Crítica de Mercedes Albi: Paseando por el mundo de los sueños: El Lago de los Cisnes del Ballet Clásico Internacional
Ha sido una delicia que las producciones de Tatiana Solovieva regresen a su cita veraniega en el Teatro Gran Vía. Ella siempre trae belleza, y cuando en el programa de mano leo que “lleva más de 35 años compartiendo la tradición del ballet clásico con España”, pienso en lo rápido que pasa el tiempo, y como a base de tesón y amor a la cultura Tatiana ha insertado en el ADN de nuestra ciudad su sello.
A base de tesón y amor a la cultura Tatiana Solovieva ha insertado en el ADN de nuestra ciudad su sello
Ayer el teatro estaba rebosante, y no se trataba de profesionales del sector de la danza, sino de personas corrientes cuyas conversaciones escuché de soslayo en el intermedio, que además habían incluso venido a Madrid desde otras ciudades para disfrutar de los espectáculos de la Gran Vía.

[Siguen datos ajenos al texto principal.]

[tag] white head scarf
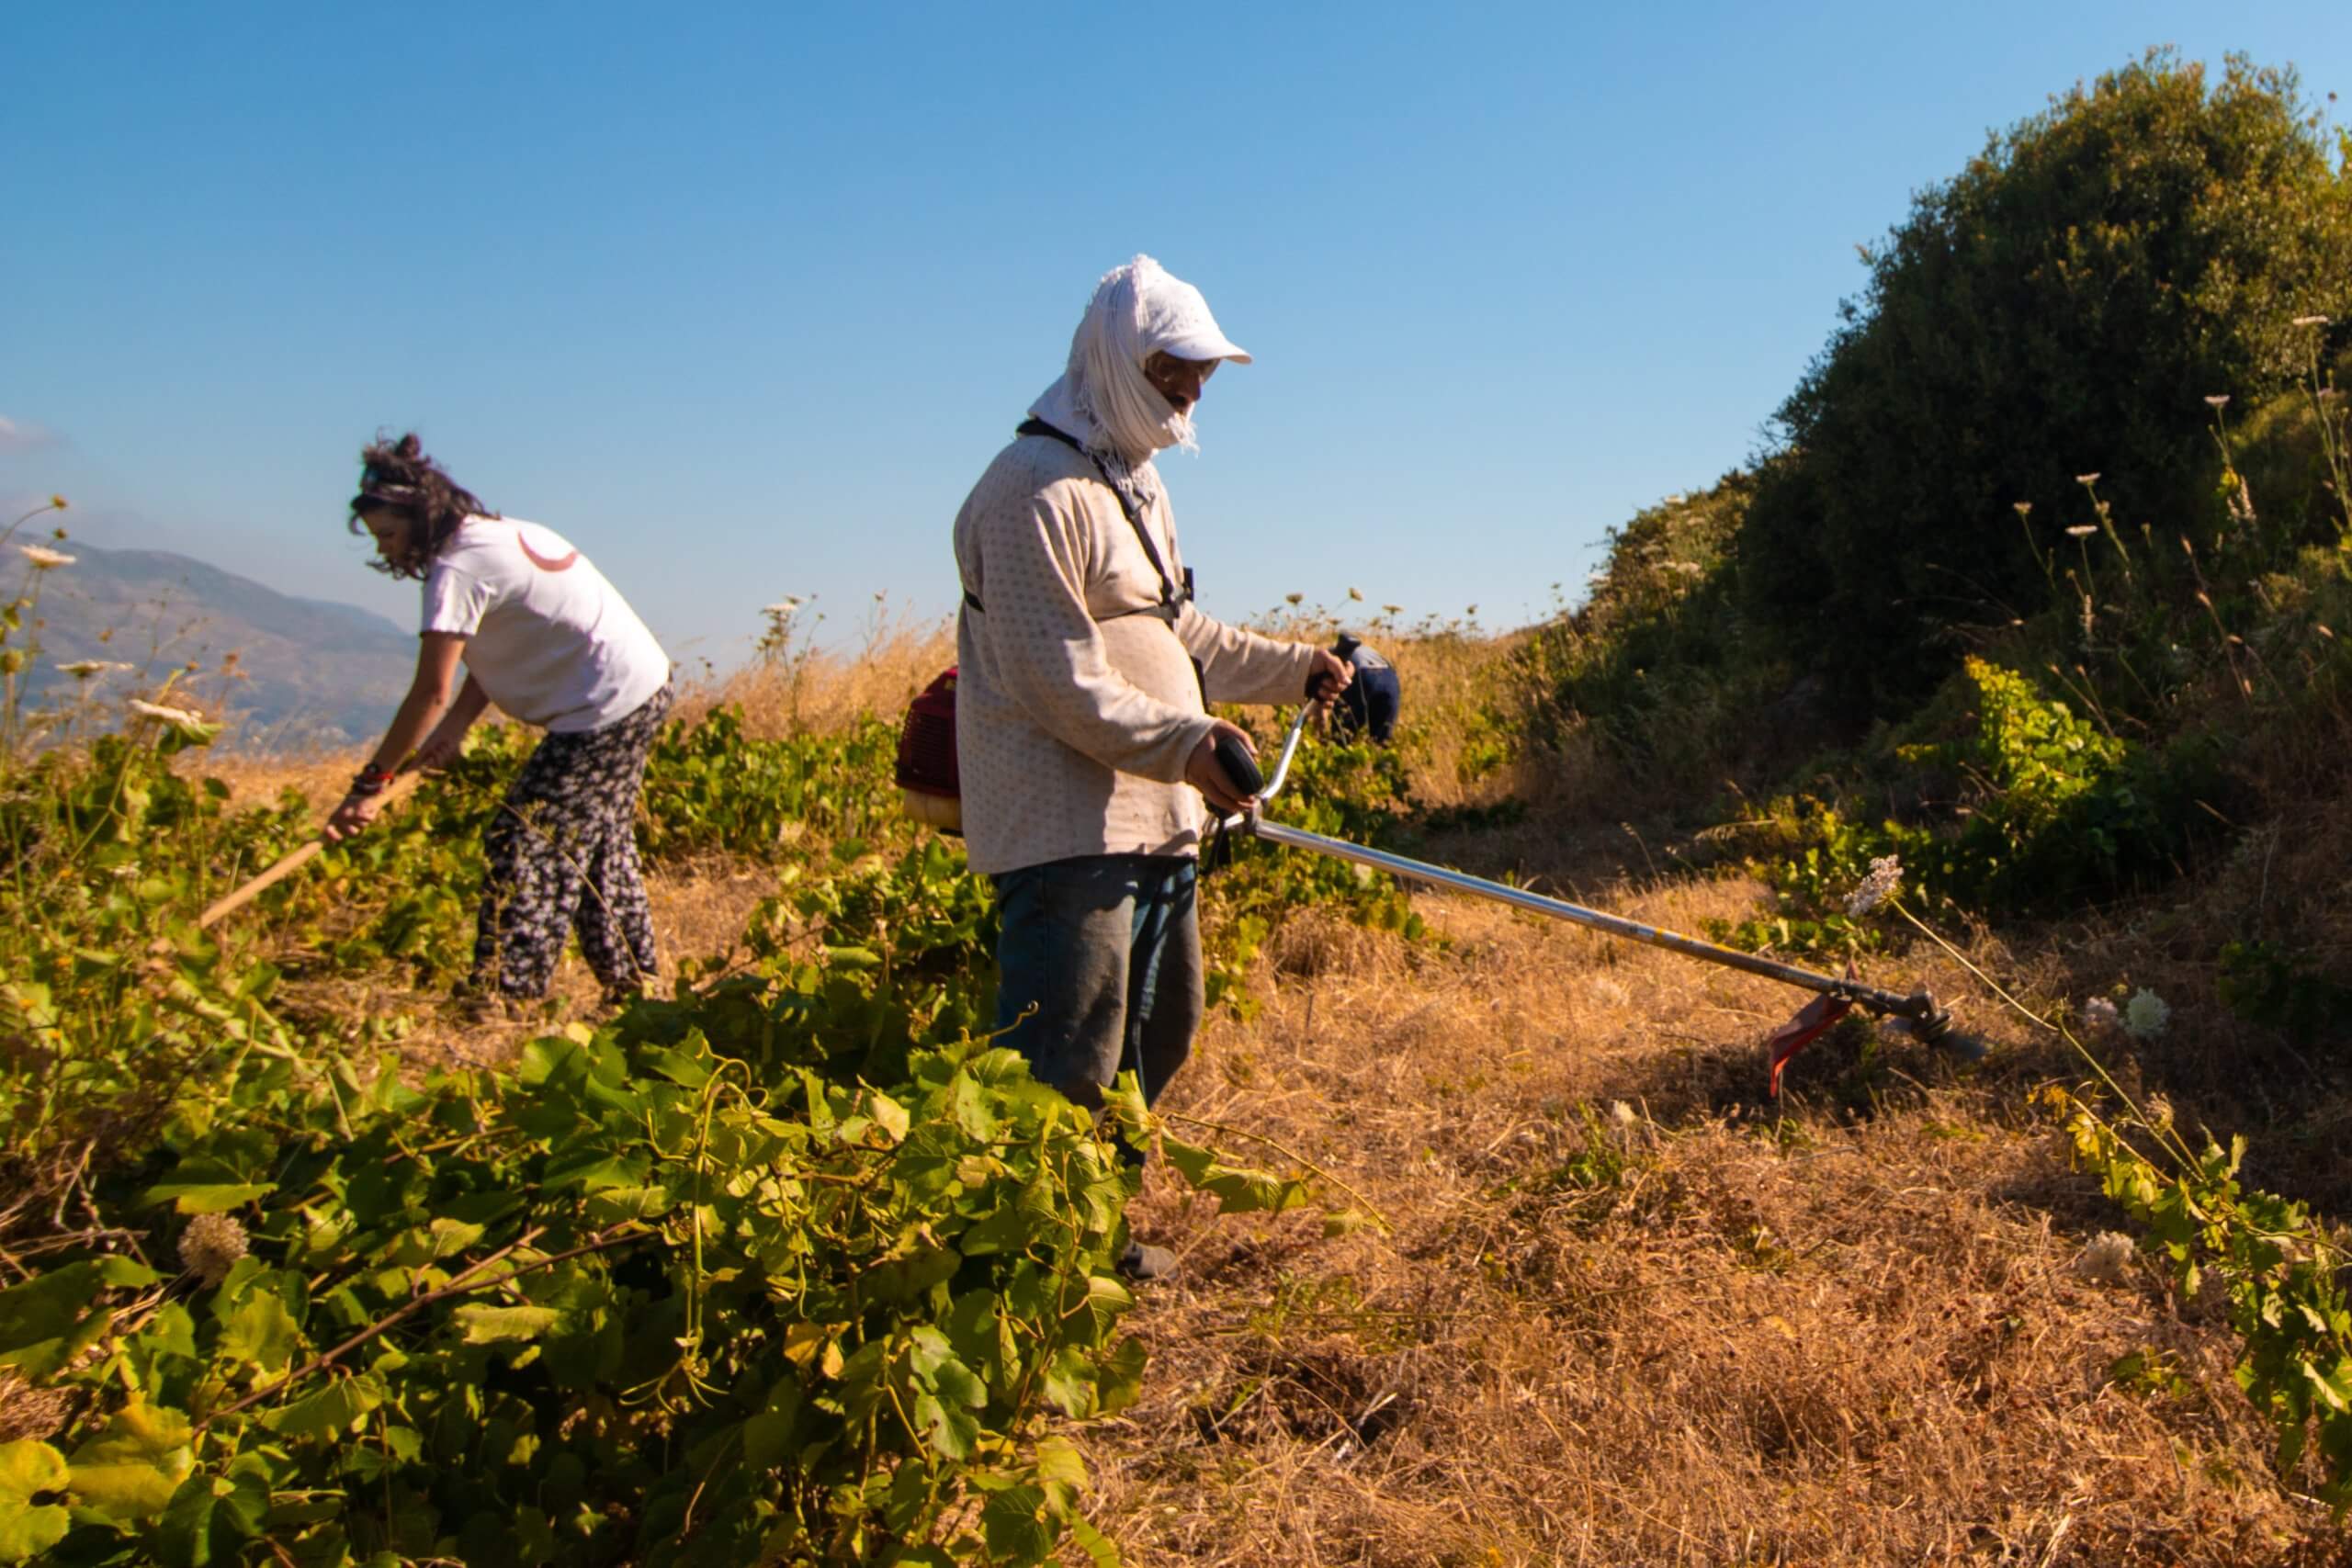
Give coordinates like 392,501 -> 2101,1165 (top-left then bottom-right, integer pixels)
1029,255 -> 1250,502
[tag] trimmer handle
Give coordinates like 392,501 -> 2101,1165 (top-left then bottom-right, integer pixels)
1311,632 -> 1362,701
1213,731 -> 1265,797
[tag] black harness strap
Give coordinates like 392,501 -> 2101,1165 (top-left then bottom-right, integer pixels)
964,419 -> 1194,615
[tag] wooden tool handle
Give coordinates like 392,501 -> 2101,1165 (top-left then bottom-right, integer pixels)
197,771 -> 424,930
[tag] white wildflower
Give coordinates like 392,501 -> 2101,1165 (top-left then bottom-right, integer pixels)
57,660 -> 131,679
2065,525 -> 2098,537
1284,592 -> 1305,606
1844,854 -> 1903,917
2075,473 -> 2102,486
1609,1100 -> 1637,1129
2081,996 -> 2120,1033
2204,395 -> 2231,409
178,1213 -> 249,1287
761,597 -> 803,618
19,544 -> 74,570
2074,1230 -> 2137,1287
1382,604 -> 1403,615
1347,586 -> 1364,602
1587,976 -> 1630,1009
2012,502 -> 2033,518
2291,315 -> 2331,328
2123,988 -> 2171,1040
128,698 -> 205,728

Pio Baroja se cuestionaba la razón de porqué no nos gusta asistir a un teatro vacío
Siempre me gusta observar al público. Recuerdo un razonamiento que escribió Pio Baroja en relación a este tema. El escritor se cuestionaba la razón de por qué no nos gusta asistir a un teatro vacío, porque si solo fuésemos a ver lo que hay sobre escena lo que hubiera en el patio de butacas nos resultaría indiferente. Y concluye: “el público forma parte del espectáculo”. Es indudable que “El lago de los cisnes” les llega, como acredita el hecho de han obtenido varios años (2013, 2015, 2018 y el 2025) el Premio del Teatro Rojas de Toledo al Mejor Espectáculo, un galardón votado directamente por la gente.
El Ballet Clásico Internacional a vuelto a ser galardonado en 2025 con el Premio del Teatro Rojas de Toledo el Mejor Espectáculo
¿Por qué toca el corazón? La belleza de la música de Tchaikovsky conforma un sustrato incuestionable. Pero es que cuando el Ballet Clásico Internacional abre el telón se despliega una ventana al mundo de los cuentos, a esa fantasía primigenia que todos albergamos en algún rincón de nuestra imaginación. Es como una caja de bombones. Los telones del pasado se hacen eternos y nos transportan al tiempo en que los ballets fueron concebidos. Es una especie de pureza. Y cuando abandonas el teatro, despiertas del sueño, pero con el agradable poso de haber vivido un dulce instante.
La compañía está formada por bailarines de distinta procedencia europea, bajo la dirección de Andrei Sharáyev.
Se despliega una ventana al mundo de los cuentos, a esa fantasía primigenia que todos albergamos en algún rincón de nuestra imaginación
Los solistas Tatiana y Nicolái Nazachevici fueron Odette/Odile y Sigfrido. Ella destaca por sus equilibrios, luciendo más sus dotes técnicas en el Cisne Negro que en el Blanco; Nicolai fue el Sigfrido perfecto, bailarín majestuoso y de dotes nobles, ambos fueron solistas principales en el Ballet Nacional Chino, el Ballet de la Ópera de Moldavia y, recientemente, Nicolái recibió la Medalla de Artista de Honor de Moldavia.
Alexander Litvinov fue un Rothbart muy elegante que quedaba a la par con los protagonistas; el Bufón de Cristian Preda, muy en su papel acrobático, despertó aplausos entusiastas.
El resto del elenco de bailarines está compuesto por Elizaveta Sávina (Ucrania), que se formó en la prestigiosa Escuela del Ballet Bolshói; Maria Litvínova (Ucrania), solista del Teatro de Dnipró; Serguéi Iliín (Moldavia) fue solista del Ballet de Philadelphia. La compañía también cuenta con bailarinas españolas, Sara Suárez y Nuria Martín, y con graduados de la Escuela de Ballet de Milán: Nicole Ferazzino, Sara Noveri, Gaia Bertolin, Sara Righini y Roberto Gadaldi.
Es una cita imprecindible, no hay que perderse este Lago que estará en el Teatro Gran Vía hasta el 2 de agosto.